You talk more than you listen When you meet your friend, do you spend so much time gushing about your cutie’s development that you can’t remember what she told you about her baby? That happens when you don’t listen enough.

Your friends have stopped asking you out A competitive mum who keeps bragging about her baby can be a very boring person. Eventually, even good friends will start to lose their enthusiasm for a monthly catch-up, because they’ve heard enough. They feel you’re interested only in your baby.

You’re not satisfied until you share Every parent is thrilled when she snaps a gorgeous photo of her little one, or when Baby says a new word. If you don’t get derive satisfaction from these occasions unless you tell someone about them, your competitive drive may be too strong.


Make an effort to show genuine interest in your friends’ kids. They want to feel that you care about them.

You are stressed when Baby doesn’t progress fast enough Sometimes your baby develops quickly and other times slowly, depending on his development stage. A proud mum accepts those different stages without anxiety, whereas a competitive mum becomes agitated as soon as she thinks her child isn’t progressing ahead of his peers.

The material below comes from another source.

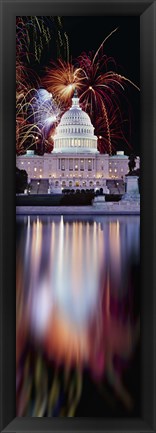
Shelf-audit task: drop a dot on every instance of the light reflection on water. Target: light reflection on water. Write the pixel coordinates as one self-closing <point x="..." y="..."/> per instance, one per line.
<point x="76" y="283"/>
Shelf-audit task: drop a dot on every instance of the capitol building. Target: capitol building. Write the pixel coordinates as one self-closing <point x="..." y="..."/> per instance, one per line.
<point x="75" y="162"/>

If you think you’re a competitive mum, then it is time to change. Otherwise, you’ll constantly be in a state of dissatisfaction because you want more and more “likes” on Facebook and Instagram. You’ll always be afraid that other babies his age will catch up or overtake him.

Your baby will eventually sense that his achievements have fallen short of your expectations, which will, in turn, erode his self-confidence. To start, cut back the number of daily posts about your baby on social media. You could even try to go a whole day without sharing a new photo on Facebook. This will be challenging because you are so used to boasting about everything he does, but you will adapt.

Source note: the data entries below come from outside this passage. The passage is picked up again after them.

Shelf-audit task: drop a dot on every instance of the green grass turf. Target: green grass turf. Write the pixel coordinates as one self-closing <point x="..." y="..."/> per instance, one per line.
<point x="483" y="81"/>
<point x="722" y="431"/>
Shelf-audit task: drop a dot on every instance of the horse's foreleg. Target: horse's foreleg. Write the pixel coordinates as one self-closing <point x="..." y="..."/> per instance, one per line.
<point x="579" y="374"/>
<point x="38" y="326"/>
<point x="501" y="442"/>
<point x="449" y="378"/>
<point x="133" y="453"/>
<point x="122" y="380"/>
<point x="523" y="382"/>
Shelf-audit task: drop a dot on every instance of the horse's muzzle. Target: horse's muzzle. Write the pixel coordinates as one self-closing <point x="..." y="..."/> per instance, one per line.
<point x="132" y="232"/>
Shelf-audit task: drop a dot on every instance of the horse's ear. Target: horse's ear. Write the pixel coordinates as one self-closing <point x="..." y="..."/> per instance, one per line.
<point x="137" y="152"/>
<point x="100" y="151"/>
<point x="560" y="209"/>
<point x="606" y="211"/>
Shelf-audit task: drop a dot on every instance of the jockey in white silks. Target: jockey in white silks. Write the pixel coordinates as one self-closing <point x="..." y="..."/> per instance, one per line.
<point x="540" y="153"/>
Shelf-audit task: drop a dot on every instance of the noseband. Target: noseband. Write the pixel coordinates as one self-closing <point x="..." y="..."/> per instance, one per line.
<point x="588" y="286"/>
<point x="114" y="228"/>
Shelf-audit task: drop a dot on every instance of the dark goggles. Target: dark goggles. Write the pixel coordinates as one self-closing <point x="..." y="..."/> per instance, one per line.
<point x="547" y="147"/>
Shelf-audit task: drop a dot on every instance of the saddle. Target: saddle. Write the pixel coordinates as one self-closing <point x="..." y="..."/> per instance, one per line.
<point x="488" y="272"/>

Next, think about whom you should brag to. While grandparents are fascinated by every minute detail about their grandchild, your friends have their own children to be proud of. So reduce the number of people you inform about your baby’s progress. Then, make a conscious effort to show genuine interest in your friends’ kids.

They want to feel that you care about them, rather than that you are competing with them. Ask questions and listen respectfully to what they tell you, without using that as opportunity to show how your baby is smarter than theirs is. You’ll be pleasantly surprised at how your friends are happy to spend more time with you now.